2. A time-skew / clock-drift issue on the backend MRS instance handling the OAuth handshake with Google's IMAP/EWS endpoint, causing Google to reject the token as not-yet-valid.
The support ticket being open for 7+ days with generic responses means it hasn't reached the right engineer yet.
Here's exactly what you need to tell support to execute immediately (Exchange Online PowerShell, backend level):
Step 1 – Force-Remove the Stale Endpoint
The GUI/Admin Center can't touch this. They must run:
Get-MigrationEndpoint | Where-Object {$_.EndpointType -eq 'Gmail'} | Remove-MigrationEndpoint -Force -Confirm:$falseStep 2 – Verify Clean Removal
Get-MigrationEndpoint | fl Identity, EndpointType, StatusMake absolutely sure nothing with type Gmail remains before proceeding.

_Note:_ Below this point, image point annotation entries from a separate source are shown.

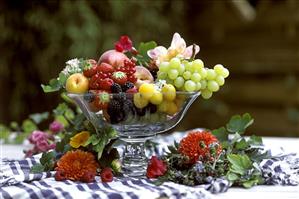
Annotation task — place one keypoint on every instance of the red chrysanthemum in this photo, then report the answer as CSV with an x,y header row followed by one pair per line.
x,y
200,145
77,165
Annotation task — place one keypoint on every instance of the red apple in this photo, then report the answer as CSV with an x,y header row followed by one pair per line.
x,y
114,58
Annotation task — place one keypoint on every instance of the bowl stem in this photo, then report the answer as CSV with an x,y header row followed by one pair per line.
x,y
134,161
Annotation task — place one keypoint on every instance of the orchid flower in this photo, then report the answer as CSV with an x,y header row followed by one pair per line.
x,y
177,49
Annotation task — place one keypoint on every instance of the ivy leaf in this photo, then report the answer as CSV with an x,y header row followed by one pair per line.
x,y
144,47
239,163
37,168
221,134
239,123
39,117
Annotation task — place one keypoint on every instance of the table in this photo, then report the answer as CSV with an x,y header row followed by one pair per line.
x,y
273,192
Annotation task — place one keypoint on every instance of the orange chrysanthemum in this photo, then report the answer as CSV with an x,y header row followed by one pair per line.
x,y
75,164
199,145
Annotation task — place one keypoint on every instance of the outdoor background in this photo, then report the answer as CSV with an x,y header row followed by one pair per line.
x,y
257,40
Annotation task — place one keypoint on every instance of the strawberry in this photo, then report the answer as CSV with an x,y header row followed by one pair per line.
x,y
105,68
119,77
132,90
90,71
101,100
94,82
90,68
106,84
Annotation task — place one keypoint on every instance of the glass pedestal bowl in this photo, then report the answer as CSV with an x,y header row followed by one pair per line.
x,y
135,125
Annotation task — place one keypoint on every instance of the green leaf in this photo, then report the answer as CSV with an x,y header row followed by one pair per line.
x,y
242,144
255,140
221,134
239,123
239,163
47,160
232,176
54,85
28,126
250,183
144,47
37,168
39,117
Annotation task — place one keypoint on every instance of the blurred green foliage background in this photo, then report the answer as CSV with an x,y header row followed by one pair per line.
x,y
37,37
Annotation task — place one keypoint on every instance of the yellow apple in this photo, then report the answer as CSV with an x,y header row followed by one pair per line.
x,y
77,83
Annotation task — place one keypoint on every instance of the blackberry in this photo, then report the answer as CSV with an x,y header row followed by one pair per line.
x,y
127,86
89,97
116,88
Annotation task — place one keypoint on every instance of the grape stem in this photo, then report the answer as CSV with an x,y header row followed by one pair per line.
x,y
193,52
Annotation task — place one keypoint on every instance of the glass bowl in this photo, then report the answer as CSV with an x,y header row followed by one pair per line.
x,y
134,125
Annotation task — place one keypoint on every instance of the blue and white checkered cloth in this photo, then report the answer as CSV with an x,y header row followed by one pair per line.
x,y
16,181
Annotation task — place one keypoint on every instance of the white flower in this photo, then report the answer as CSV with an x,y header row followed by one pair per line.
x,y
177,49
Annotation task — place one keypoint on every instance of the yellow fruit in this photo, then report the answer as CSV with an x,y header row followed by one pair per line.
x,y
147,90
162,107
140,101
76,83
169,92
171,108
157,98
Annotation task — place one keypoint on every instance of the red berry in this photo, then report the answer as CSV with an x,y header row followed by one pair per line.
x,y
94,82
105,68
119,77
106,84
101,100
90,72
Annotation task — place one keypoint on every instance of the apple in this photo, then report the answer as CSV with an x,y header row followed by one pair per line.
x,y
114,58
77,83
143,75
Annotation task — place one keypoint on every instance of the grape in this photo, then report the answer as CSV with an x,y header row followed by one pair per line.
x,y
181,69
198,86
213,86
197,65
161,75
220,80
203,72
179,82
164,67
218,69
211,74
187,75
173,73
175,63
206,94
203,84
190,86
225,73
189,67
195,77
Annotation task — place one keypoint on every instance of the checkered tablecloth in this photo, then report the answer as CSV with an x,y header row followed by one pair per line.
x,y
17,182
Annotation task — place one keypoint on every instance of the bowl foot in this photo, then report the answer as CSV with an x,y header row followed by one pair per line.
x,y
134,161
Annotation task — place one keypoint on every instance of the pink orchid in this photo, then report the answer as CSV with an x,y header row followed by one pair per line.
x,y
177,49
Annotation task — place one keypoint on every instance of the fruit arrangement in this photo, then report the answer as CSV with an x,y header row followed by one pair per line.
x,y
126,82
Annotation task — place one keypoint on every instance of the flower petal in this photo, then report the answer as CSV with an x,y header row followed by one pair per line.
x,y
157,52
188,51
178,43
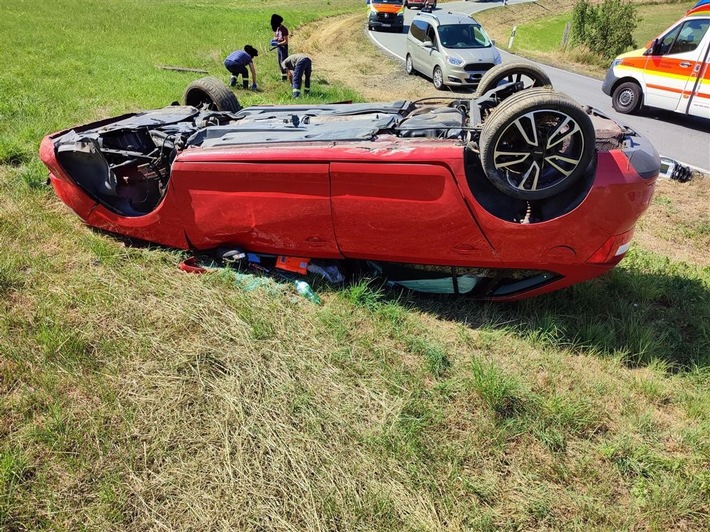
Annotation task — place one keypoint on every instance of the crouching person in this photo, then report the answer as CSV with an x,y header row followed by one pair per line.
x,y
299,72
237,63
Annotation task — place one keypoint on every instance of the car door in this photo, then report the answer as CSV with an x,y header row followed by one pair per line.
x,y
260,204
674,65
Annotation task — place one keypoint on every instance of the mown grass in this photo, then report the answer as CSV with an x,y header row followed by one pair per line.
x,y
133,396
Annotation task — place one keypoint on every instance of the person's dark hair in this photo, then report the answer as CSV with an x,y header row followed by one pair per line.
x,y
276,21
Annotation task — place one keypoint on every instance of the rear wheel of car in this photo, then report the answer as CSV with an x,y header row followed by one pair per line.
x,y
438,78
213,94
529,74
408,65
536,144
627,98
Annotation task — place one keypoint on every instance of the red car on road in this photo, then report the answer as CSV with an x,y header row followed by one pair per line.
x,y
512,192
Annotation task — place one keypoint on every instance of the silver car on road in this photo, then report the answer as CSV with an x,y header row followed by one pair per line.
x,y
450,48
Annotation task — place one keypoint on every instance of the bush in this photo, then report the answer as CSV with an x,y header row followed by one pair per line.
x,y
606,29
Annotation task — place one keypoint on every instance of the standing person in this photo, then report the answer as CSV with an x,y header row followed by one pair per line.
x,y
280,41
298,67
237,63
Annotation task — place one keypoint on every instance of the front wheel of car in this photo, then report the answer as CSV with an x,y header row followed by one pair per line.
x,y
408,65
627,98
528,74
438,78
210,92
536,144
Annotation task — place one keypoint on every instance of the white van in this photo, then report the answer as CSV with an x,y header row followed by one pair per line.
x,y
670,73
450,48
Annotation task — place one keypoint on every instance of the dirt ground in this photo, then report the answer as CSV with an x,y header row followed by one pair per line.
x,y
677,223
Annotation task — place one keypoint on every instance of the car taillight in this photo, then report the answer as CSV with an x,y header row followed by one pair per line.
x,y
613,249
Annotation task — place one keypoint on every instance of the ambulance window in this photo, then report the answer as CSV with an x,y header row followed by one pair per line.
x,y
689,37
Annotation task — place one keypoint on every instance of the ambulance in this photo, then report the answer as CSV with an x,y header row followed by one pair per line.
x,y
670,73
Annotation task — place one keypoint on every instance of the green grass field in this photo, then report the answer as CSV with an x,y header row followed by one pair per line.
x,y
134,396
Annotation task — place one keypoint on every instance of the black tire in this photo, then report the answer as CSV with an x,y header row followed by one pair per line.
x,y
531,75
627,98
437,79
536,144
212,93
409,65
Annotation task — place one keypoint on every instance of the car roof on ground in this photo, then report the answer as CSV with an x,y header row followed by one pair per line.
x,y
444,19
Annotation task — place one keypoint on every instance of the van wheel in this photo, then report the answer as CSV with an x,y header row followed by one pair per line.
x,y
438,79
213,94
536,144
627,98
408,65
529,74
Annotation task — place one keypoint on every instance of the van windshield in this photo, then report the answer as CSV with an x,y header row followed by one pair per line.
x,y
463,36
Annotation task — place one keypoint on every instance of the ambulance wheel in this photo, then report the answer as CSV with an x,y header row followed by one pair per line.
x,y
627,98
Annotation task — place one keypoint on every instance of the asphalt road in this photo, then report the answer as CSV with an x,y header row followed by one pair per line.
x,y
683,138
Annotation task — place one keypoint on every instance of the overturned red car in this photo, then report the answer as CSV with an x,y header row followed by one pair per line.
x,y
514,191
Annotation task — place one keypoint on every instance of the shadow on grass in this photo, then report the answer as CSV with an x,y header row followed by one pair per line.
x,y
642,318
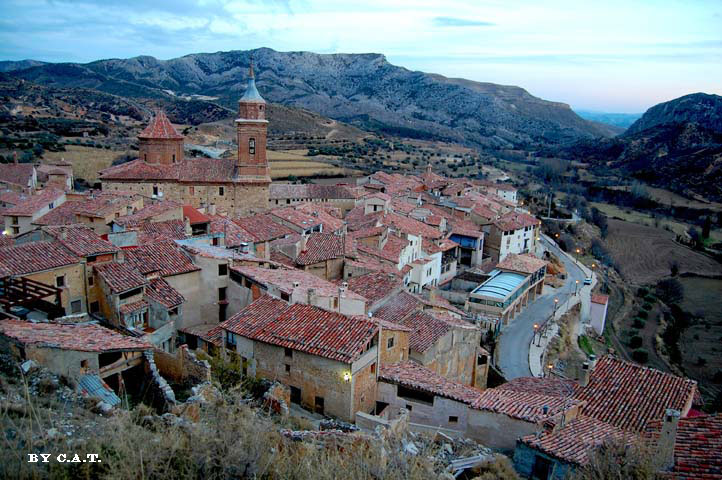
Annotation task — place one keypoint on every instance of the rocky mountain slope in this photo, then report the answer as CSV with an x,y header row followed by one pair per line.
x,y
362,89
675,145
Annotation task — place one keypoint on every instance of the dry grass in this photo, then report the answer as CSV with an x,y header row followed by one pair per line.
x,y
86,161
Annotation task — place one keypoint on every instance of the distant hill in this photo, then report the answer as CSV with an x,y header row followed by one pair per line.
x,y
361,89
620,120
675,145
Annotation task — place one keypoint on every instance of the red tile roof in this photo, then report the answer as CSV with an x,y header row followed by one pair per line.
x,y
375,286
162,292
304,328
164,257
82,337
697,447
526,406
160,128
120,277
574,442
80,240
16,173
35,257
323,246
628,395
33,203
413,375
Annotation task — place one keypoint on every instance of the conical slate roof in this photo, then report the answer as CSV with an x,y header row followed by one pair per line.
x,y
160,128
251,94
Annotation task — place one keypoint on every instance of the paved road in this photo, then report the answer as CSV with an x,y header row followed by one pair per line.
x,y
513,347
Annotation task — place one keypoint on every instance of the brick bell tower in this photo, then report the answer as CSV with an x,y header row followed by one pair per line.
x,y
160,142
252,128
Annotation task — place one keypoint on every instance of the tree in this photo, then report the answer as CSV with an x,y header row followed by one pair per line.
x,y
670,290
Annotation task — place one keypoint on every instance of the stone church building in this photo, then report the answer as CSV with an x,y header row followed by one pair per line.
x,y
238,186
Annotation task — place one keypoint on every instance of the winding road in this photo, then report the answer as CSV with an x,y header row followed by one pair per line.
x,y
513,347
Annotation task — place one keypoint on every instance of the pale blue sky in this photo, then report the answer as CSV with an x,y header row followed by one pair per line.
x,y
615,56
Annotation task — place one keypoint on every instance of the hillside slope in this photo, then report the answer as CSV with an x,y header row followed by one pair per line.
x,y
362,89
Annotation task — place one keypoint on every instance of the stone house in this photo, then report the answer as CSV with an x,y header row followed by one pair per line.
x,y
328,360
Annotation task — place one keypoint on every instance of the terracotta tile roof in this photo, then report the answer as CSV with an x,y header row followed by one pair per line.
x,y
34,257
282,191
194,216
321,247
574,442
284,279
398,307
628,395
133,307
526,406
148,212
16,173
160,128
162,292
697,447
164,257
83,337
80,240
374,286
262,227
600,299
151,232
120,277
413,375
32,203
524,263
304,328
234,234
427,330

Step 3 – Manually Create a Fresh Endpoint (Bypass the Wizard)
New-MigrationEndpoint -Gmail -Name "GmailEP_Fresh" -EmailAddress "email address removed for privacy reasons" -NoBindingStep 4 – If It Still Fails
Ask them to escalate immediately to the MRS (Mailbox Replication Service) Product Group, specifically to check for backend time-skew on the MRS instance handling your tenant, and to review the failed OAuth token request. They have internal tools to force a re-sync of the MRS proxy clock. This is not something you can fix from the client side.
Escalation Path (If They Push Back)
· Reference your SR number and state: "This is a proven MRS deadlock. I'm requesting immediate escalation to the MRS PG or FastTrack Escalation engineering team. The standard UI troubleshooting path will not resolve this."
· If callback continues to be denied, open a new ticket directly via the Service Health Dashboard → Report an Issue, quote the original SR, and flag it as a service-impacting bug, not a user error.
Hope this helps cut through the queue. I've seen this exact scenario with IMAP/Gmail endpoints more times than I can count – the forced endpoint removal and fresh creation via PowerShell solves it 90% of the time, and the remaining 10% is always backend clock drift. Let me know how it goes.